Je comprends qu'ils aient changé son nom remplaçant le trop connu San Benedetto par l'énigmatique Lizori. "Cela signifie là ou le vivant le sait". C'est lui, en personne, le professeur, le charmeur de serpents, qui me le confirme. Dans le stress de l'attente, j'imaginais cette rencontre comme quelque chose de semblable à l'attaque de la cabanne par le colonel Kurtz dans Apocalypse Now! La seule chose qui leur est commun est le langage prophétique. Pour le reste c'est une autre musique, Meneghetti ressembla à un milliardaire texan, blouson en daim, largement ouvert sur le torse velu, grosse baque à l'auriculaire, vodka et énorme cigare. Quand à la cabanne, elle s'est transformée en un studio vaste et lumineux avec pleine vue sur la vallée, piano à queue et énormes cadres aux murs donnent une idée de l'insondable universalité du professeur.

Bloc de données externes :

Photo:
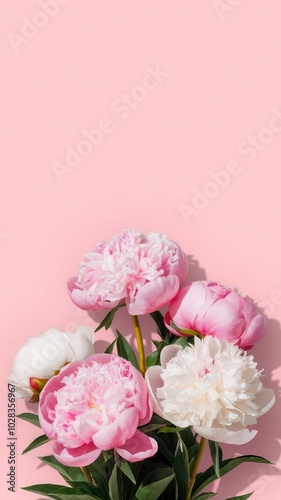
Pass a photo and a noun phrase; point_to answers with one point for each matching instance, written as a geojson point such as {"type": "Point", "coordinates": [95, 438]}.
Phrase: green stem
{"type": "Point", "coordinates": [139, 344]}
{"type": "Point", "coordinates": [195, 467]}
{"type": "Point", "coordinates": [87, 474]}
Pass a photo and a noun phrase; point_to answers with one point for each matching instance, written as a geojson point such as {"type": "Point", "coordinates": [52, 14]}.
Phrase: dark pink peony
{"type": "Point", "coordinates": [210, 308]}
{"type": "Point", "coordinates": [94, 405]}
{"type": "Point", "coordinates": [145, 272]}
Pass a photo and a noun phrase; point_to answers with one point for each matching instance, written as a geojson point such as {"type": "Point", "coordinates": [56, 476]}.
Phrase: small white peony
{"type": "Point", "coordinates": [212, 386]}
{"type": "Point", "coordinates": [42, 357]}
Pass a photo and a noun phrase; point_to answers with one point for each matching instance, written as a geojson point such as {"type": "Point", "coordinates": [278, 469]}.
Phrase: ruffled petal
{"type": "Point", "coordinates": [224, 435]}
{"type": "Point", "coordinates": [115, 434]}
{"type": "Point", "coordinates": [138, 448]}
{"type": "Point", "coordinates": [153, 382]}
{"type": "Point", "coordinates": [153, 295]}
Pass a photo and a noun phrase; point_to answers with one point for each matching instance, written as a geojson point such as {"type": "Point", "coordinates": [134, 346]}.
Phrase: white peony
{"type": "Point", "coordinates": [41, 357]}
{"type": "Point", "coordinates": [212, 386]}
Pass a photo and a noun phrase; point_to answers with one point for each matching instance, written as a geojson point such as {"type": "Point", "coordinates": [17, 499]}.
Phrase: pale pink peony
{"type": "Point", "coordinates": [145, 272]}
{"type": "Point", "coordinates": [94, 405]}
{"type": "Point", "coordinates": [212, 386]}
{"type": "Point", "coordinates": [210, 308]}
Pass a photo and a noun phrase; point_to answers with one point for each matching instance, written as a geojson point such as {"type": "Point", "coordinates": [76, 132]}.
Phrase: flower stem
{"type": "Point", "coordinates": [139, 344]}
{"type": "Point", "coordinates": [87, 474]}
{"type": "Point", "coordinates": [195, 467]}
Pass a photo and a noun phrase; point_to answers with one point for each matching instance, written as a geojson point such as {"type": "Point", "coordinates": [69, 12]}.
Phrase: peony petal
{"type": "Point", "coordinates": [255, 331]}
{"type": "Point", "coordinates": [83, 300]}
{"type": "Point", "coordinates": [153, 382]}
{"type": "Point", "coordinates": [153, 295]}
{"type": "Point", "coordinates": [138, 448]}
{"type": "Point", "coordinates": [76, 457]}
{"type": "Point", "coordinates": [169, 352]}
{"type": "Point", "coordinates": [167, 321]}
{"type": "Point", "coordinates": [224, 435]}
{"type": "Point", "coordinates": [223, 321]}
{"type": "Point", "coordinates": [115, 434]}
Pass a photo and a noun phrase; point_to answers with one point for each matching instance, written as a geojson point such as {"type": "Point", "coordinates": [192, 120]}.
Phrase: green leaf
{"type": "Point", "coordinates": [243, 497]}
{"type": "Point", "coordinates": [167, 429]}
{"type": "Point", "coordinates": [110, 348]}
{"type": "Point", "coordinates": [161, 327]}
{"type": "Point", "coordinates": [216, 454]}
{"type": "Point", "coordinates": [164, 449]}
{"type": "Point", "coordinates": [205, 496]}
{"type": "Point", "coordinates": [226, 466]}
{"type": "Point", "coordinates": [113, 485]}
{"type": "Point", "coordinates": [98, 470]}
{"type": "Point", "coordinates": [181, 468]}
{"type": "Point", "coordinates": [37, 442]}
{"type": "Point", "coordinates": [153, 359]}
{"type": "Point", "coordinates": [151, 427]}
{"type": "Point", "coordinates": [126, 469]}
{"type": "Point", "coordinates": [107, 321]}
{"type": "Point", "coordinates": [30, 417]}
{"type": "Point", "coordinates": [68, 473]}
{"type": "Point", "coordinates": [125, 351]}
{"type": "Point", "coordinates": [183, 341]}
{"type": "Point", "coordinates": [88, 488]}
{"type": "Point", "coordinates": [154, 483]}
{"type": "Point", "coordinates": [59, 492]}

Et nous n'en sommes qu'aux hors d'oeuvres. L'ex frère franciscain (unique titre que je connaissais de son incroyable parcours) se targue de bien d'autres titres: quatre prix, publication de plus de quarante oeuvres traduites dans le monde entier, la qualité d'académicien de l'International Informatization of Academy, organisme reconnu par l'ONU, etc... etc... etc... Après tout cela, ce "terrible scientifique" a perdu tout espoir de rencontrer des hommes aussi intelligents que lui. Je comprends, professeur. Mais je voudrais que l'on nous explique, à nous pauvres terrestres ce qu'est cette ontopsychologie? Rien à faire. Il se fatigue et moi aussi. Mais nous n'arrivons pas à de tels sommets! Je prends alors connaissance de deux de ces écrits et je suis complètement abasourdi quand je lis que l'ontopsychologie se présente comme une véritable science, qui n'a donc rien à voir avec le mysticisme actuellement en vogue dans le monde des sectes. Autres curiosité: le bien être individuel réside dans l'égoïsme suggestif et non dans le souci de faire le bien.

C'est peut être un peu... peu. Mais cela me permet de discerner l'autre face de Janus Meneghetti. Après avoir été dépouillé des habits du contorsionniste théoricien et syntacticien endosse finalement ceux bien plus prosaïque de colporteur. "Les malades? Je ne m'en occupe plus depuis bien des années, Ils n'apportent que des ennuis. Maintenant je ne travaille plus que pour les élites politiques et entrepreneuriales en leur enseigant la psychologie des leaders. Le coût minimum de chaque conférence est de 10 000 dollars. Je suis continuellement sollicité par le Brésil, la Chine et la Russie".

Je serais curieux de savoir qui est disposé à dépenser de telles sommes. Mais il n'y a aucun doute sur le fait que cet homme puisse dire comment on devient un leader. Eb fin de compte, c'est bien grâce à son talent que cet homme s'est constitué une immense fortune...  légitimement ou pas, cela n'est pas mon affaire.